J.M.Cornwell said...

Because what Ms. Harris wrote was so different, something no one had done before, she had a hard time selling her book and the concept. For two years, her agent and publisher refused to publish the book, until along came Anita Blake by Laurell K. Hamilton and she opened the way for Ms. Harris.

June said...

Great information. Thank you for sharing it with us, Jacqueline.

Pauline B Jones said...

Most "overnight successes" have a really, really long night before that success. (wry grin)

Jacqueline Seewald said...

Thanks for the added info, J.M. As you and Pauline observe, becoming a bestselling writer may not be as easy as we hope for--even with something unique to offer publishers.

djginsberg said...

Great article! While reading this, I got the idea to try taking another creative writing class, just for fun, although I already satisfied all my English credits as far as I know.

Jacqueline Seewald said...

Don't know where you live "d" but there are some outstanding writers teaching writing courses these days and some of them will connect you with first-rate agents if they like your work.

Megan Rose said...

I've been toying with the idea of a creative writing class for some time...I think your blog has just given me the push I need. Sharing ideas and getting a helping hand is always a good idea, no matter what we are doing in life.

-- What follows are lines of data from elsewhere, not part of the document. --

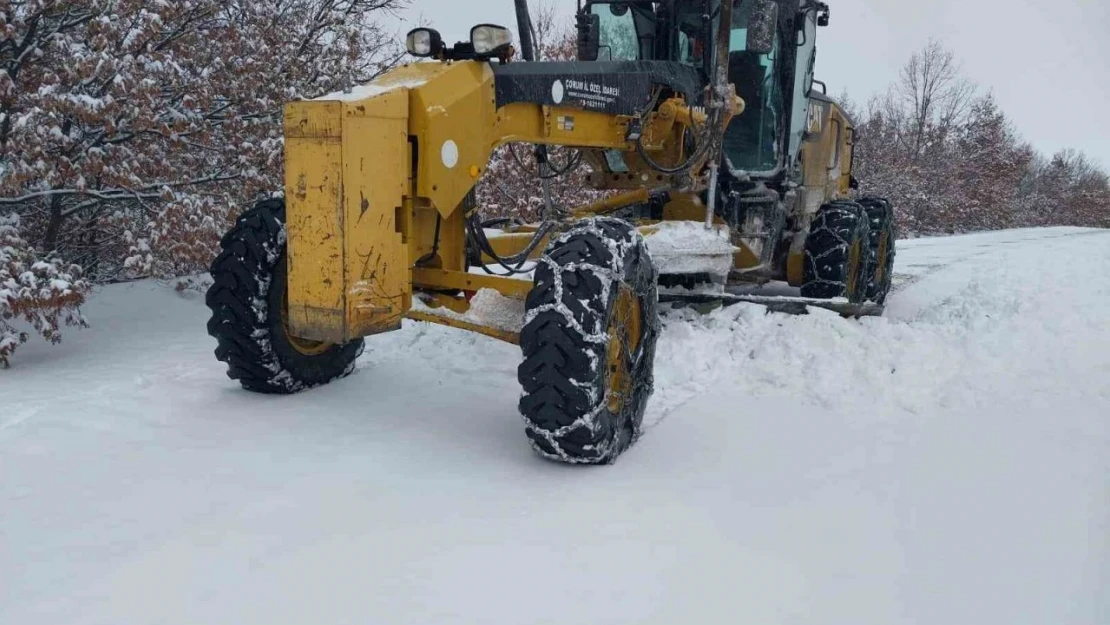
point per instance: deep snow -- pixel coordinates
(947, 464)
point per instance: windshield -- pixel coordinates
(752, 139)
(618, 38)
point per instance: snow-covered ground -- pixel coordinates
(948, 464)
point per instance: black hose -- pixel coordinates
(435, 243)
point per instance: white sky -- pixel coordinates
(1047, 61)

Great blog :)

Jacqueline Seewald said...

Thanks for the compliment on the blog, Megan!

I do think the right kind of teacher can be very beneficial to aspiring writers. For another thing, you begin to network with others who are writing and can encourage and help each other.

crhat23 said...

Interesting post. Obviously one cannot stick to a rigid formula and hope to consistently produce creative works. But sometimes, I consider the basic limits of the mystery genre (there should be a crime, dialogue is good, most everything should be in-scene) to be helpful guides when I'm writing. It helps me create something I would like to read, which for me is always the ultimate goal.

Jacqueline Seewald said...

I agree with you that good mystery writing requires certain guides. But I believe that Ms. Harris's point is well-taken: once you have mastered the craft, honed your craft, you should perhaps take some liberties with the genre and make it your own.

Terry W. Ervin II said...

Writing stories that you want to tell, even if they don't fit the mold can work. Maybe it'll break out. Maybe it'll have additional difficulty even finding a publisher, even thought quality isn't lacking.

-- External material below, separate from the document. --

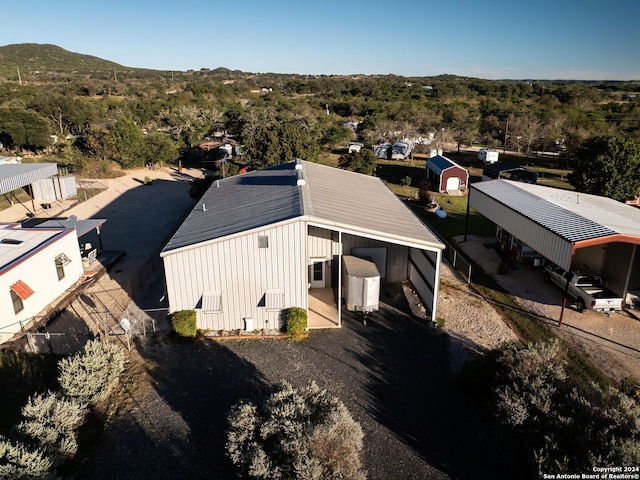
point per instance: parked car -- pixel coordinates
(586, 290)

My fantasy novel didn't quite fit the mold: Epic Fantasy adventure--but set in a world where dragons and Stukas combat each other in the sky over a battle field. Fallen angels zombies, giants and wizards in the mix.

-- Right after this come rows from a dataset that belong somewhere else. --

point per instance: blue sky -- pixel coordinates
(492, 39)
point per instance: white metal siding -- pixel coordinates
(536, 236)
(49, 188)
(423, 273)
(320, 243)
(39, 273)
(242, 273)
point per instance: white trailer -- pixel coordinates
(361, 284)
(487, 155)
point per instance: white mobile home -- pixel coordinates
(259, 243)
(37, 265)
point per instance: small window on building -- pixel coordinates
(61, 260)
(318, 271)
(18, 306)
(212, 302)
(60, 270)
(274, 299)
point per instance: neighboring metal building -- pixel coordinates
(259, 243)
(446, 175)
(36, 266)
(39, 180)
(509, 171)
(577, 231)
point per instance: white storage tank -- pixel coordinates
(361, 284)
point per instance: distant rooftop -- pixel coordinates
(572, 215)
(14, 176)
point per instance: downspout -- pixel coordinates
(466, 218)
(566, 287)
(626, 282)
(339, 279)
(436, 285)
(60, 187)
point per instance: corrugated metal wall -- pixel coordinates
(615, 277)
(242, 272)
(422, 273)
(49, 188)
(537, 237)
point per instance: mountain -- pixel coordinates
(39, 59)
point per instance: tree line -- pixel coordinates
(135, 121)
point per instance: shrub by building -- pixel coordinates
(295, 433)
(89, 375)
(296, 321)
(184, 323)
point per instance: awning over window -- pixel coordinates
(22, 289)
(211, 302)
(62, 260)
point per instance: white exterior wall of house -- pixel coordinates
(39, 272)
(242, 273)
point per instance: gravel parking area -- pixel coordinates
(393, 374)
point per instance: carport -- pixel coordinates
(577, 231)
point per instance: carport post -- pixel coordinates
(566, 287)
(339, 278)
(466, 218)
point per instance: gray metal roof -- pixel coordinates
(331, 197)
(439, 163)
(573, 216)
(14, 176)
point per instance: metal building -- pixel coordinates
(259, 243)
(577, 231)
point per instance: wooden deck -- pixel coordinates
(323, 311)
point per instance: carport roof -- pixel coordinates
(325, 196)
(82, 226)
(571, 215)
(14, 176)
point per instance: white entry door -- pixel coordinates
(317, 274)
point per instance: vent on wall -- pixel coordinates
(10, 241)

Made it out of the slush pile three times before Flank Hawk eventually found a publisher. It was its uniqueness that they thought would enable it to sell. Nowhere near a NY Times Best Seller, but it's done well enough so that my publisher is asking for the sequel.

Would something more conventionally written have sold? Maybe, maybe not. There is the luck factor mentioned in this thread.

I guess, in the end, write the stories you'd like to find on the shelf, even if you hadn't written them.

Earl Staggs said...

I've always said there is only one rule in writing: "Whatever works." It's good to see success come to those who, rather than break or bend so-called "rules," write new ones.

Jacqueline Seewald said...

Terry, congrats on the publication of your novel and the sale of the sequel. Obviously,
your original approach within the fantasy genre is paying off!

Jacqueline Seewald said...

Hi, Earl,

I like your take on writing. Makes good sense!
Thanks for stopping by.

Molly said...

I like your Napoleon quotation, Jacqueline. It's easy to pass off an author's success by saying "she was in the right place at the right time," but what that off-hand remark doesn't account for is the author having put herself in the right place in the first place.

Thanks for a great post. You're definitely an author who has put herself in the right place!

Jacqueline Seewald said...

Hi, Molly,

Just caught your comment today! Glad you enjoyed the quote. Napoleon said a lot of interesting things. Whatever else he might have been, he wasn't dull. He certainly inspired a lot of books, fiction, nonfiction and bios.